Let’s talk about variables scope and extent

August 18, 2021

variable scope and extent

Let’s make a quick recap of what we already know about variables. In the previous posts, we discussed the idea of a variable and its types, which allow for the static and dynamic validation of various data operations. Later, we examined the scope and heap memory allocation, which explains how the data are stored. Therefore, we have an understanding of the abstraction, data types, and memory allocation. Still, we need one last piece.

Today, I would like to introduce the closing chapter in our discussion regarding variables. We need to understand the space of visibility, where we can access our variable, and the period of existence, which is the timespan in which we can expect our variable to reference valid data.

Static scope

We start with the visibility of the variable name, which is described as a variable’s scope. Whenever we write the symbolic name, which acts as an identifier of the actual value, the program has to resolve the address and gives us the stored data. The task may be easy when we consider a single function with a local variable defined inside, but how about accessing a global variable, or even better, accessing a local variable of another function. Every programming language faces this problem; luckily, we have two well-known solutions.

The static scope, which is sometimes called the lexical scope, is the idea that whenever the program is looking for the name used in our code, it goes through the scopes that are the closest in the written code (text-metric). Thus, when our identifier is not present in the current function being executed at the moment, the program goes up to the parent function, which defined our current function. When this also proves to be futile, it goes up to the grandparent function, which defined the parent one. The limit is the global scope and global variables visible everywhere in the program.

Looking from the variable’s perspective, we can fully grasp the idea behind the scope. The static resolution limits the local name visibility to a particular block of code. It is not recognized outside of that space. If any function or block of code is defined inside, the scope is expanded upon them too. Still, when the same symbolic name is used to declare a variable inside the inner block, it shadows the outer one and gains precedence over it. That makes the local variable the first choice under this name for the inner block, and further blocs defined deeper inside.

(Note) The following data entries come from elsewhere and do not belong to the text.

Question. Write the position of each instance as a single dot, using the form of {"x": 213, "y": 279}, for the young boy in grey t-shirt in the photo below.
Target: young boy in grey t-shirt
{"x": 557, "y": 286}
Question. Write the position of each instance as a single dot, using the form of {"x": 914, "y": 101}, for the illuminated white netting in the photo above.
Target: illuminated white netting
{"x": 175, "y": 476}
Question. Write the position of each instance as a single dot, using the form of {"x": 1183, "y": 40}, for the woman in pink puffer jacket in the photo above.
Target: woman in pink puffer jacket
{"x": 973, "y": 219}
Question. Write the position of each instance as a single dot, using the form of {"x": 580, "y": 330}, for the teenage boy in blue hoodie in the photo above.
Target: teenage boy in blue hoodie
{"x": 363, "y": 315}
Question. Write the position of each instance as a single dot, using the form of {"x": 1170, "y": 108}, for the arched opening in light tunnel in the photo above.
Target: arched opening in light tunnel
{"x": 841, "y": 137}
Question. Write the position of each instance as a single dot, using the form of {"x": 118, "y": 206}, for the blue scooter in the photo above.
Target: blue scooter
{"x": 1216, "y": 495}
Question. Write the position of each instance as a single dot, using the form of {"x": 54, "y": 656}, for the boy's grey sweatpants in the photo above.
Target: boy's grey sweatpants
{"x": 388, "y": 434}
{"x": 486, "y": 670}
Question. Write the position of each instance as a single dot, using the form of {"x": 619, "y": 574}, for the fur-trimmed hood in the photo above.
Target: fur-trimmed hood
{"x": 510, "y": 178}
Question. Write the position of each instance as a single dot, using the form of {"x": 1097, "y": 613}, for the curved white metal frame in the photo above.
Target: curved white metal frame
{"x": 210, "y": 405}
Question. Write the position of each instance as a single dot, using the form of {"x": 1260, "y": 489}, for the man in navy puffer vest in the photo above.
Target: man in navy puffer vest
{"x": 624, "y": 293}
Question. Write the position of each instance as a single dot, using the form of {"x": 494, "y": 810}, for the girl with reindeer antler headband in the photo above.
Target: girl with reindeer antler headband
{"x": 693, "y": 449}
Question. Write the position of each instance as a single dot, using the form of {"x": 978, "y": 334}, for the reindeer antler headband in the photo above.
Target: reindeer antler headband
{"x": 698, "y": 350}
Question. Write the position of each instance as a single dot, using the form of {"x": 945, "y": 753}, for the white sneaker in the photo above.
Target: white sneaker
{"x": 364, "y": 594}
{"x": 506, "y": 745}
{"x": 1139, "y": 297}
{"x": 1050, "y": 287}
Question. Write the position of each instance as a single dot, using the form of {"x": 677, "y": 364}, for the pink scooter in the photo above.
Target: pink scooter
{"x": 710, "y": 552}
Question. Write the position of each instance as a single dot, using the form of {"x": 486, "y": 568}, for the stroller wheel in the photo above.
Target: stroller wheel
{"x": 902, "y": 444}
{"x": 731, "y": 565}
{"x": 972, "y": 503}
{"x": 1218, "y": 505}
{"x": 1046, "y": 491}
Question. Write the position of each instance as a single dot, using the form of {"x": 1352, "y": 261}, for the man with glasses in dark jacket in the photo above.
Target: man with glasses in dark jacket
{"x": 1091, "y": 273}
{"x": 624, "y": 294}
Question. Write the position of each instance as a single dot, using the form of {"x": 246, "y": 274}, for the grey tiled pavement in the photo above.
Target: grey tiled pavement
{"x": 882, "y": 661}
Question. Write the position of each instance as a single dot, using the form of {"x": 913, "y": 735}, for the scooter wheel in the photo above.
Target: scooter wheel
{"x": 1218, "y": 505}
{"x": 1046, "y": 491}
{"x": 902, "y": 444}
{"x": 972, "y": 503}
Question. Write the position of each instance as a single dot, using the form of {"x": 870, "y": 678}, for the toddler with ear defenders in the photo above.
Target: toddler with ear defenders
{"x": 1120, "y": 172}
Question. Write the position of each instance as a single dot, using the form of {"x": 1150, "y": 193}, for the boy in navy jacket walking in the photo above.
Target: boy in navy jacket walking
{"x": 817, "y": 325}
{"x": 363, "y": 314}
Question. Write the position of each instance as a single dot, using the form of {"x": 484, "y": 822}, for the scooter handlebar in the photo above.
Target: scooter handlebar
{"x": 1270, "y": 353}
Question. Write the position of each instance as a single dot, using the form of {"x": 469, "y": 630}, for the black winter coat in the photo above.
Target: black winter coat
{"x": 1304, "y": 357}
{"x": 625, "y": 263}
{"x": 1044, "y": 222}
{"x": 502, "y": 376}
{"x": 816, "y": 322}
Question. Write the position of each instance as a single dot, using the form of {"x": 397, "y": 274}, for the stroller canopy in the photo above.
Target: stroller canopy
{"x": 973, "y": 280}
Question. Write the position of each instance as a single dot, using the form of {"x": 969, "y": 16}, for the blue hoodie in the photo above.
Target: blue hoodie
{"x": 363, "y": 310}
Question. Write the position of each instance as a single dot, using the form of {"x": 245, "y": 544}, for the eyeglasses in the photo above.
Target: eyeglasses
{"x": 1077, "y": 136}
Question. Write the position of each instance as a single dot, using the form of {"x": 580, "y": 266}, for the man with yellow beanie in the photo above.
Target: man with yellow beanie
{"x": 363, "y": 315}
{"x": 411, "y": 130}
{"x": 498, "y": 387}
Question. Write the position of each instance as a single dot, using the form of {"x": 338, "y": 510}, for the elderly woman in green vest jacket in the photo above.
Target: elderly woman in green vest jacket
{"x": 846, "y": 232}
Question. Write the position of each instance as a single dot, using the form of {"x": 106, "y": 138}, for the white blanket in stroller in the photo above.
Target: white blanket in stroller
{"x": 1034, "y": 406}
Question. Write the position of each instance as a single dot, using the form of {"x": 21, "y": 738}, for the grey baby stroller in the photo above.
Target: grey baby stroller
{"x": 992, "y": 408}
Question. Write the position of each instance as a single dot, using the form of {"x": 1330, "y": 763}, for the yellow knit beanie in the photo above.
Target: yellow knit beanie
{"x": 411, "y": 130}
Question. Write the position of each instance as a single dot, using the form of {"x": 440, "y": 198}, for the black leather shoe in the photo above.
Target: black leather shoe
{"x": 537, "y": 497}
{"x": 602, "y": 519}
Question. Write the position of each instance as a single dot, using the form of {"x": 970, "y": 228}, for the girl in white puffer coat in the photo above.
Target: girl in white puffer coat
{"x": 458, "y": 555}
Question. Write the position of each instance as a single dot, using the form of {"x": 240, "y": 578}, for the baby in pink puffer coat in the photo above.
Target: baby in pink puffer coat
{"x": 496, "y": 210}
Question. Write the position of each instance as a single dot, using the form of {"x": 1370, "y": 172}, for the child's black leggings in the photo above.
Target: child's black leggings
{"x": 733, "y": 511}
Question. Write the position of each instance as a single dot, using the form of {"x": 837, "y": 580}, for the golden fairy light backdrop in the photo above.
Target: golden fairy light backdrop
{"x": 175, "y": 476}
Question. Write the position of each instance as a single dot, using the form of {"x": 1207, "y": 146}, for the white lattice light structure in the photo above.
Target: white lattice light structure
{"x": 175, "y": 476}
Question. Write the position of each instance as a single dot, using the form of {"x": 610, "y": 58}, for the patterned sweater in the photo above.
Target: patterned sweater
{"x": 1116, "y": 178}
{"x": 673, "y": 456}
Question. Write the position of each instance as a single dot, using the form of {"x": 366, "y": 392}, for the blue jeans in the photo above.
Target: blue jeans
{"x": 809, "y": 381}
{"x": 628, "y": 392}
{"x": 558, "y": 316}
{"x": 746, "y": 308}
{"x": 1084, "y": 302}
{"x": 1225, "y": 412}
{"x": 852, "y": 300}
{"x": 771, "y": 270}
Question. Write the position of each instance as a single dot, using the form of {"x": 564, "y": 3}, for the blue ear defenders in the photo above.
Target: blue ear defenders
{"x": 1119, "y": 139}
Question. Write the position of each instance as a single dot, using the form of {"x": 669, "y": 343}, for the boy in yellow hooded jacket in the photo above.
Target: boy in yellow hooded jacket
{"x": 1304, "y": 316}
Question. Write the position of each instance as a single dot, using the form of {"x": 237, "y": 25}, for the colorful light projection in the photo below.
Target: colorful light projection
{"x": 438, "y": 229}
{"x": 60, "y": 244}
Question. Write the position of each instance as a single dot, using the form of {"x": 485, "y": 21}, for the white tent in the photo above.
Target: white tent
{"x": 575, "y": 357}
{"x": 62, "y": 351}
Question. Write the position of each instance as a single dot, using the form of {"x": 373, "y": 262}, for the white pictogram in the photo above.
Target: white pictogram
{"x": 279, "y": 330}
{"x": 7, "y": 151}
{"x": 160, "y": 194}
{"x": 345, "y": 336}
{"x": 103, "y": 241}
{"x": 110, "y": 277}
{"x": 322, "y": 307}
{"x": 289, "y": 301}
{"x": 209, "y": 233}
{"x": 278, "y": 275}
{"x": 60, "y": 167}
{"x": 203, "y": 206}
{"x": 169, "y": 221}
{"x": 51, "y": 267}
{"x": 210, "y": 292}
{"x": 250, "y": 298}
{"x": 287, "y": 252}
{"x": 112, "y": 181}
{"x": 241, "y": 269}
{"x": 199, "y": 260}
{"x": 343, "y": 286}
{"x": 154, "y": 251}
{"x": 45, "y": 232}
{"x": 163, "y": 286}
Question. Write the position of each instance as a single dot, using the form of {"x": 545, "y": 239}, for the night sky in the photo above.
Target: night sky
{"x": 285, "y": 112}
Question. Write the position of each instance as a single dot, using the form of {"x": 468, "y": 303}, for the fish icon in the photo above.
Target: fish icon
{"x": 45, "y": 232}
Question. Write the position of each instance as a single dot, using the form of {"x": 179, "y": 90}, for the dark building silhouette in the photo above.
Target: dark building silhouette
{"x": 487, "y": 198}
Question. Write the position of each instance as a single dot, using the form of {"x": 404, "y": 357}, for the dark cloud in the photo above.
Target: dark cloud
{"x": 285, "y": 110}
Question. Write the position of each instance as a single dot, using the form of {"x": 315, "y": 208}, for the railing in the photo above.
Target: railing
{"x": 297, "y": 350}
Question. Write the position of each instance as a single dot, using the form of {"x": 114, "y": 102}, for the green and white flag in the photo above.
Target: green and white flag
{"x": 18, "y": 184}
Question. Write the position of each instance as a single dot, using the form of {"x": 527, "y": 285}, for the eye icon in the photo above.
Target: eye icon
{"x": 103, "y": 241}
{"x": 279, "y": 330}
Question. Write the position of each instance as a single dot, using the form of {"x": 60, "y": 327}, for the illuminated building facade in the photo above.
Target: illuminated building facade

The static scope is widespread across the programming world. Languages like C/C++, Java, Python, JavaScript, and many more are built around this concept. It seems pretty enjoyable to be able to spot the accessible variables by simply looking at the implementation. It has also proven to be the best approach to utilize the static code validation.
However, there is one significant disadvantage to be aware of. It is the potential overuse of global variables, or more generally, any variables defined outside the local block. Inflating a global state connected to various local functions may result in a horrible spaghetti code and hard-to-track updates.

Dynamic scope

Another approach to variables’ visibility is the dynamic scope. In contrast to the lexical one, the dynamic resolution looks for a variable name based on the execution context. This means that when implementing a specific function, you can certainly use all its local variables, but also you are entitled to use any variables defined in functions that are currently being executed, in other words, all blocks of code present in the call stack.
When you come from a statically-scoped language, that may sound like a crazy idea because the set of variables you can access in your present block may change based on which function has called your current one. Still, this is precisely the advantage of the dynamic scope. The very idea that we can change a given function’s behavior based on its invoking history explains the dynamism in this scope’s definition.

The execution chain defines the precedence of names because the program looks for identifiers originating from the most recent functions and starting from the current scope. The resolution potentially ends in the global scope, the main program that starts the whole execution.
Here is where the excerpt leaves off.